Operating the Elevator
The illusion of getting log trains filled somewhere up on the mountain and getting them emptied at the base of the mountain is accomplished crudely, but it's much better than either empties or fulls taking a two-way trip (which makes a guy scratch his head and wonder how the heck they ever stayed in business!). Here's how the sleight of hand is done (refer to fig. 1):
(a) The empty log train backs out of a log train shed at F and climbs up the switchbacks—the reversing tracks (e.g.: D) are, of course, longer than the length of the train (I pull three cars with my SW9 which makes the train little more than a foot long).
(b) Once I get the train to the top I enter a tunnel portal at H and enter the elevator at E, but to an onlooker, the train is simply using the tunnel to go to a spot higher up the mountain where the trees are now being cut down.

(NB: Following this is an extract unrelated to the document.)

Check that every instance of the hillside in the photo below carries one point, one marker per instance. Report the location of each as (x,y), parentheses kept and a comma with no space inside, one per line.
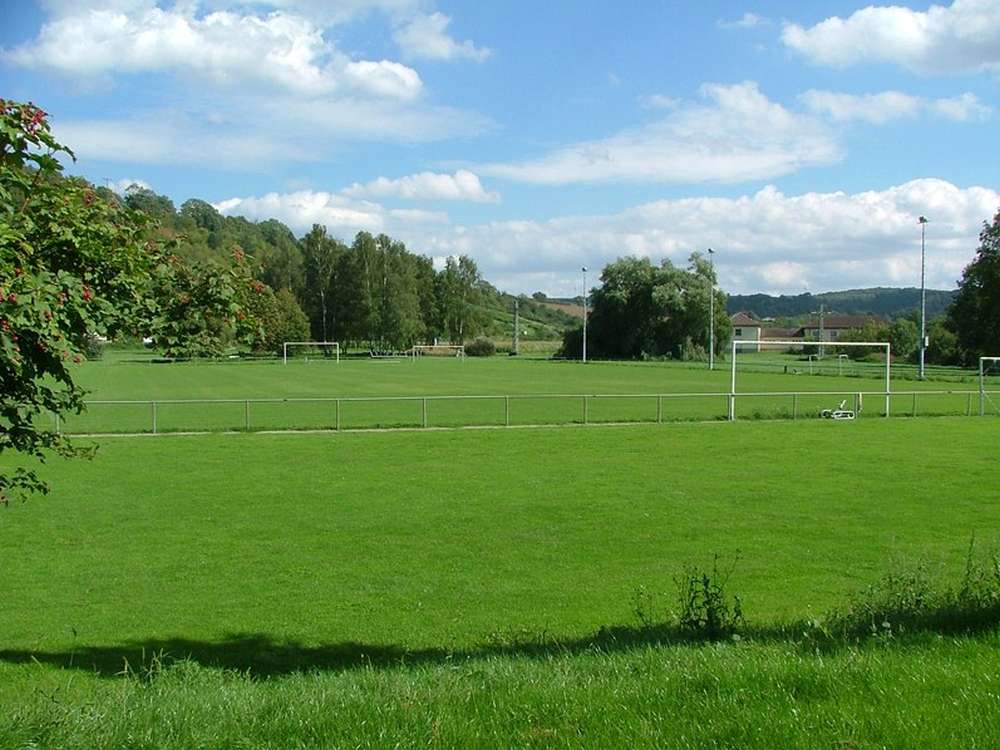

(c) The train descends in the elevator and backs up and stops on siding B.
(d) The full log train waiting on siding A goes forward to the elevator, ascends, and backs out the portal and travels down the mountain via the switchbacks. A grade of up to 3% doesn't bother a descending full train or an ascending empty train, thanks to the great job of gearing in the best N-scale switcher ever: Life-Like's SW9.
(e) I now drive the train to the log dump at the lumber mill at G, pause respectfully since we all know the logs are supposed to get dropped off here, and then proceed to the "log train shed," whatever that is, and "sneak out a side door" and go under the mountain. Here I hide the full train on the siding parallel to the empty train. I'm now ready to repeat the cycle from (a) to (e).
To the onlooker, an empty train went up the mountain, got loaded with logs, and came back down again—full—and it's now going into its shed. I suppose I could build a shed so long it extends behind the mill and encloses the log dump so it would make more sense when you thought about where the mill was getting its logs. But that would just extend the nonprototypicality crimes even further, so enough already.
Notice that the log train shed has track that curves sharply to the left after entering the shed from behind the lumber mill. This trackage extends into the mountain to the hidden siding tracks in the mountain. The shed is two-ended and has three log cars parked in it, extending out the far side of the shed at I and ending at a bumper. This gives the illusion of continuity from the shed's entry tracks, but in reality the tracks are unconnected. Obviously, the shed must sit perched against the side of the mountain to pull this off, since it's important that you don't see the log trains sneaking off to the hidden sidings under the mountain to use the hidden elevator.
The lumber is moved via forklift from the mill at G to mainline siding lumber cars on the mill siding which is labeled C, which ties the logging railroad into the rest of the layout. Some of the lumber is taken to a toy factory in an industrial siding off the mainline on the other side of the layout, thereby fulfilling the purpose of railroads: getting resources from point A where they are not needed to point B where they are (and someone sends someone else a bill).